Pour Pablo Fajardo, l’avocat de l’UDAPT, il est évident que le gouvernement équatorien se met à genoux devant la compagnie pétrolière et le système ISDS (Mécanisme de règlement des différends entre investisseurs et États, ISDS selon son sigle anglais). Le gouvernement a décidé de tourner le dos aux provinces d’Orellana et de Sucumbíos et de s’allier à la compagnie pétrolière Chevron, indépendamment du fait que des victimes continuent à mourir des produits toxiques déversés par cette compagnie pétrolière, a déclaré M. Fajardo.

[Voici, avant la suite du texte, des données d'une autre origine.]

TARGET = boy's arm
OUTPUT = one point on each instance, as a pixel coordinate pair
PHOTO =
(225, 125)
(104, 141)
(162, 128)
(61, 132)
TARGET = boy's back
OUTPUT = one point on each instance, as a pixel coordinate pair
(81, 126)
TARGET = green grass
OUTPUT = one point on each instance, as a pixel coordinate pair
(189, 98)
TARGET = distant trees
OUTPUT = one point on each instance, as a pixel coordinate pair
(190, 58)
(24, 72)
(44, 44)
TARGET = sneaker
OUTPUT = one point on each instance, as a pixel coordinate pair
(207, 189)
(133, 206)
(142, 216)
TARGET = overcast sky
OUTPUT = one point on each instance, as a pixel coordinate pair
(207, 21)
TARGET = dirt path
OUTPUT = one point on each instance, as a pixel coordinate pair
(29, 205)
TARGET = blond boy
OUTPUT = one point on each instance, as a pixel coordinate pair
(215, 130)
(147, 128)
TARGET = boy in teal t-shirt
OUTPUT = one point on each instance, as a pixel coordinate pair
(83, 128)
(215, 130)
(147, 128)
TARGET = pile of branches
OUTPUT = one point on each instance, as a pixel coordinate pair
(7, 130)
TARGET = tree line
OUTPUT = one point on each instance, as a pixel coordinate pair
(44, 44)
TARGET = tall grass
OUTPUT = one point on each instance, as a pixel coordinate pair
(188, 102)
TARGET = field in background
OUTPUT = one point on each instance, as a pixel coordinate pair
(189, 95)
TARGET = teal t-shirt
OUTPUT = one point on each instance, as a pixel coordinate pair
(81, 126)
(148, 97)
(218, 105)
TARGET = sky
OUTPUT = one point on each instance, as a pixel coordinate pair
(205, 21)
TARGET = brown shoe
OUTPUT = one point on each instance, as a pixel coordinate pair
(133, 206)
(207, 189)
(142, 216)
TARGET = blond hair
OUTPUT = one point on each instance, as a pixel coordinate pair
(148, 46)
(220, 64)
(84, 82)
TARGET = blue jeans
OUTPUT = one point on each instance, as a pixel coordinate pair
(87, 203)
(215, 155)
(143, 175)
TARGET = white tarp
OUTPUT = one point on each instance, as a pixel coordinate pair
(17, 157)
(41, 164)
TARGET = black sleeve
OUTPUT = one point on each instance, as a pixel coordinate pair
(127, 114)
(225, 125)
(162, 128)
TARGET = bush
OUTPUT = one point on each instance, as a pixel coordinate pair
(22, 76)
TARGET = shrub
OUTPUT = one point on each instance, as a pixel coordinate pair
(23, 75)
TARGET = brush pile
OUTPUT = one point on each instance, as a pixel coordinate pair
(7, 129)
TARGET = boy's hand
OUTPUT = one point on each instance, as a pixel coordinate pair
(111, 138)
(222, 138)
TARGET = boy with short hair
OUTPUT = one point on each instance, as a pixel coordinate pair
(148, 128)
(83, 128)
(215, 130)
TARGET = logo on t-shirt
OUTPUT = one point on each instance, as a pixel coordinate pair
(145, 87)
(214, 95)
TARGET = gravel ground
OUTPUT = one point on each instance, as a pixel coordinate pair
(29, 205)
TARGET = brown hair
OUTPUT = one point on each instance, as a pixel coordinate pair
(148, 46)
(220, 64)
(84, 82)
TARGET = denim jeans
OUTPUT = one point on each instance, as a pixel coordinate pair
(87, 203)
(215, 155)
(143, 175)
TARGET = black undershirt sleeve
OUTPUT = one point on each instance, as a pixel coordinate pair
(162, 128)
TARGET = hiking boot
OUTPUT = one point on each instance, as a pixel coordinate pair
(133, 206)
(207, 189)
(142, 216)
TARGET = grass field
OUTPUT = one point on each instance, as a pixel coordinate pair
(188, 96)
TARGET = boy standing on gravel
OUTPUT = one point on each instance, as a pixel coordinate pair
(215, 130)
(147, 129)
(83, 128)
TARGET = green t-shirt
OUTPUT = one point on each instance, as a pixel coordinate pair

Enfin, Justino Piaguaje, Président de la Nationalité Siekopai et plaignant concernant l’affaire Chevron, a déclaré “Nous allons proposer de nouvelles actions d’exequatur  dans d’autres États et nous espérons que le Gouvernement équatorien et son procureur soumis, n’interviendra pas dans une autre juridiction et cessera de nous persécuter. Ce que le procureur et le gouvernement équatorien doivent faire, c’est déclarer la sentence arbitrale inconstitutionnelle et non exécutoire et ne pas la soumettre au système ISDS. Le Gouvernement équatorien est en train de devenir le principal violateur des droits de l’homme des peuples autochtones de l’Amazonie équatorienne”.